My grandmother lived 5 minutes walk from us as kids (dad's mum) we walked into her house pretty much day or night, never knocked, always felt welcome and she did the same at ours (we were very rural and doors were rarely locked) i never questioned that this was anything but normal however the thought of my mother-in-law walking into my house now like that fills me with dread.
They sound like nice people, I would have an honest conversation.

HundredMilesAnHour · 18/08/2025 23:03

How did they get a key cut without you knowing? Surely someone had to give them a key so they could get it copied?

Onthemaintrunkline · 18/08/2025 23:07

Perhaps be a bit more selective about what you tell them re the move this time. The less they know hopefully the less libertys they can take.

As for cutting a key to your house without your knowledge, absolutely way out of order. Totally crossed the line.

LaundryOracle · 18/08/2025 23:09

How on earth did they get your key in the first place?
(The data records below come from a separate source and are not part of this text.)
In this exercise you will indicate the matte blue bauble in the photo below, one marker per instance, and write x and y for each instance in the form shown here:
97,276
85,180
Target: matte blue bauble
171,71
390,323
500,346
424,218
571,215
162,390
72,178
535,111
You have to have the original to get a duplicate cut. Did your DH give them one?

I would struggle with this as well, but free childcare is a gift! Change the locks, make sure your DH is on the same page, and lay down the law that they can only visit when invited.

TheNoisyLilacShaker · 18/08/2025 23:28

Thank you for all your responses and making me feel like I’m not going insane!!

we left our keys at theirs while we went out to the shops and they went out and got it cut in the 2/3 hours we were gone. I was so in shock, I didn’t even know what to say. They just said we’ve got this key sorted so we can go in and deal with things while you’re away. Totally get the kindness and their heart is in the right place but I feel sort of out of control of my own home!

I deal with conflict so badly and whenever I try to broach the subject with DH he is very defensive of his family and says I’m being unappreciative of them so I’m at a loss as to what to do!!

Any ideas of exactly what to actually say to them here would be much appreciated!!!

OP posts:
LaundryOracle · 18/08/2025 23:42

That is outrageous, they must have planned to get a copy the first chance they could if they were able to pull it off in under 3 hours!

My (very aggressive) FIL and MIL were once in the habit of showing up unannounced, including to our holidays. They had no interest in offering childcare, and just wanted access to DH so they could control and bully him.

My DH took it extremely seriously, and we ultimately had to keep our address a complete secret when we next moved.

If they are from a culture known for being domineering/controlling with their children and/or your DH isn’t willing to lay down the law then I honestly wouldn’t move nearer to them. Don’t risk it, especially when the childcare setup already works decently well as things are.